Merge pull request #54 from codelion/fix-multi-class-learning

codelion · web-flow · commit aceb811fc06f · 2025-09-20T20:11:49.000+08:00
fix multi class learning
diff --git a/setup.py b/setup.py
@@ -15,7 +15,7 @@
 
 setup(
     name="adaptive-classifier",
-    version="0.0.16",
+    version="0.0.17",
     author="codelion",
     author_email="codelion@okyasoft.com",
     description="A flexible, adaptive classification system for dynamic text classification",
diff --git a/src/adaptive_classifier/__init__.py b/src/adaptive_classifier/__init__.py
@@ -3,22 +3,7 @@
 from .memory import PrototypeMemory
 from huggingface_hub import ModelHubMixin
 
-import os
-import re
-
-def get_version_from_setup():
-    try:
-        setup_path = os.path.join(os.path.dirname(os.path.dirname(__file__)), 'setup.py')
-        with open(setup_path, 'r') as f:
-            content = f.read()
-            version_match = re.search(r'version=["\']([^"\']+)["\']', content)
-            if version_match:
-                return version_match.group(1)
-    except Exception:
-        pass
-    return "unknown"
-
-__version__ = get_version_from_setup()
+__version__ = "0.0.17"
 
 __all__ = [
     "AdaptiveClassifier",
diff --git a/src/adaptive_classifier/classifier.py b/src/adaptive_classifier/classifier.py
@@ -83,48 +83,67 @@ def add_examples(self, texts: List[str], labels: List[str]):
             raise ValueError("Empty input lists")
         if len(texts) != len(labels):
             raise ValueError("Mismatched text and label lists")
-        
+
+        # Check if classifier has any existing classes (before updating mappings)
+        has_existing_classes = len(self.label_to_id) > 0
+
         # Check for new classes
         new_classes = set(labels) - set(self.label_to_id.keys())
         is_adding_new_classes = len(new_classes) > 0
-        
+
         # Update label mappings - sort new classes alphabetically for consistent IDs
         for label in sorted(new_classes):
             idx = len(self.label_to_id)
             self.label_to_id[label] = idx
             self.id_to_label[idx] = label
-        
+
         # Get embeddings for all texts
         embeddings = self._get_embeddings(texts)
-        
+
         # Add examples to memory and update training history
         for text, embedding, label in zip(texts, embeddings, labels):
             example = Example(text, label, embedding)

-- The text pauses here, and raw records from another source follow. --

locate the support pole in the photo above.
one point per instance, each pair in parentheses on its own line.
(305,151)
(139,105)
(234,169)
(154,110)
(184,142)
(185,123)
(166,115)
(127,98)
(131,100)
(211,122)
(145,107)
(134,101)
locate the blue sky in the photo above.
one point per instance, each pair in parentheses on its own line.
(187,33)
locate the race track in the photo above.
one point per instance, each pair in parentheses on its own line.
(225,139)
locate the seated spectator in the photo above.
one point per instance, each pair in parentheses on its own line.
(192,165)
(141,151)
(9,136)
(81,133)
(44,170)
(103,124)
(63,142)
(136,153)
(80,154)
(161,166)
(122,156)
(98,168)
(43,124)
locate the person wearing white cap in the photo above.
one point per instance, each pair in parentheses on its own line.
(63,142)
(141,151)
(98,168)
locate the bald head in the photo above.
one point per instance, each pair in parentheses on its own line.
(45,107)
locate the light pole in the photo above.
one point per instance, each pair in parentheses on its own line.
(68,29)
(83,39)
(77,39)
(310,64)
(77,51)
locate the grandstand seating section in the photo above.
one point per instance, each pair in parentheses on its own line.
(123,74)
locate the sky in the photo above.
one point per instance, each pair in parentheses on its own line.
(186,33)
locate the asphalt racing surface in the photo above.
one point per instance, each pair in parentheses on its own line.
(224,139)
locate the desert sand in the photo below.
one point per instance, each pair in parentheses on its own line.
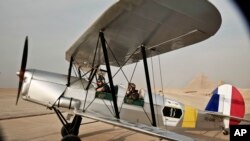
(31,122)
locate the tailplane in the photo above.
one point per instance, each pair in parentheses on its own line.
(228,101)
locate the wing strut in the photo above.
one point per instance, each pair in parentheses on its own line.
(105,53)
(144,57)
(70,69)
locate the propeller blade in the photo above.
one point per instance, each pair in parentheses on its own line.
(23,68)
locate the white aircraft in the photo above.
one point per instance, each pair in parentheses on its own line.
(129,31)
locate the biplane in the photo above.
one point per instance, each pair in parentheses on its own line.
(127,32)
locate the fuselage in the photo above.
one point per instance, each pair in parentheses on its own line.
(49,89)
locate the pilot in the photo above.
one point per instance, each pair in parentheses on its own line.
(102,86)
(132,93)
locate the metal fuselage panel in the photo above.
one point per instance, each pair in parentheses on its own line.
(49,89)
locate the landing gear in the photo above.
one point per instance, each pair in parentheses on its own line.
(69,131)
(71,138)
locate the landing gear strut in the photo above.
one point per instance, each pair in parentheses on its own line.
(69,131)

             self.memory.add_example(example, label)
-            
+
             # Update training history
             if label not in self.training_history:
                 self.training_history[label] = 0
             self.training_history[label] += 1
-        
-        # Special handling for new classes
-        if is_adding_new_classes:
-            # Store old head for EWC
+
+        # Determine training strategy: only use special new class handling for incremental learning
+        is_incremental_learning = is_adding_new_classes and has_existing_classes
+
+        if is_incremental_learning:
+            # Adding new classes to existing classifier - use special handling
+            # Store old head for EWC before modifying structure
             old_head = copy.deepcopy(self.adaptive_head) if self.adaptive_head is not None else None
-            
-            # Initialize new head with more output classes
-            self._initialize_adaptive_head()
-            
+
+            # Expand existing head to accommodate new classes (preserves weights)
+            num_classes = len(self.label_to_id)

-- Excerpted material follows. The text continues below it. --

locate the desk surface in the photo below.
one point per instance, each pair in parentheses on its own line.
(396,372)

+            self.adaptive_head.update_num_classes(num_classes)
+            # Move to correct device after update
+            self.adaptive_head = self.adaptive_head.to(self.device)
+
             # Train with focus on new classes
             self._train_new_classes(old_head, new_classes)
         else:
-            # Regular training for existing classes
+            # Initial training or regular updates - use normal training
+            # Initialize head if needed
+            if self.adaptive_head is None:
+                self._initialize_adaptive_head()
+            elif is_adding_new_classes:
+                # Edge case: expanding head for new classes but treating as regular training
+                num_classes = len(self.label_to_id)

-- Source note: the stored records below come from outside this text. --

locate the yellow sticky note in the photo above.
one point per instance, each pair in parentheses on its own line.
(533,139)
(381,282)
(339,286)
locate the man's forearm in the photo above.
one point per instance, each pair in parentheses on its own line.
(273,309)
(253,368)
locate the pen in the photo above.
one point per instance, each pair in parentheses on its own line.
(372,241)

+                self.adaptive_head.update_num_classes(num_classes)
+                self.adaptive_head = self.adaptive_head.to(self.device)
+
+            # Regular training
             self._train_adaptive_head()
-            
+
             # Strategic training step if enabled
             if self.strategic_mode and self.train_steps % self.config.strategic_training_frequency == 0:
                 self._perform_strategic_training()
-        
+
         # Ensure FAISS index is up to date after adding examples
         self.memory._rebuild_index()
     
@@ -142,48 +161,94 @@ def _train_new_classes(self, old_head: Optional[nn.Module], new_classes: Set[str
         for label in self.memory.examples:
             examples_per_class[label] = len(self.memory.examples[label])
         
-        # Calculate sampling weights to balance old and new classes
+        # Improved sampling strategy for many-class scenarios
         min_examples = min(examples_per_class.values())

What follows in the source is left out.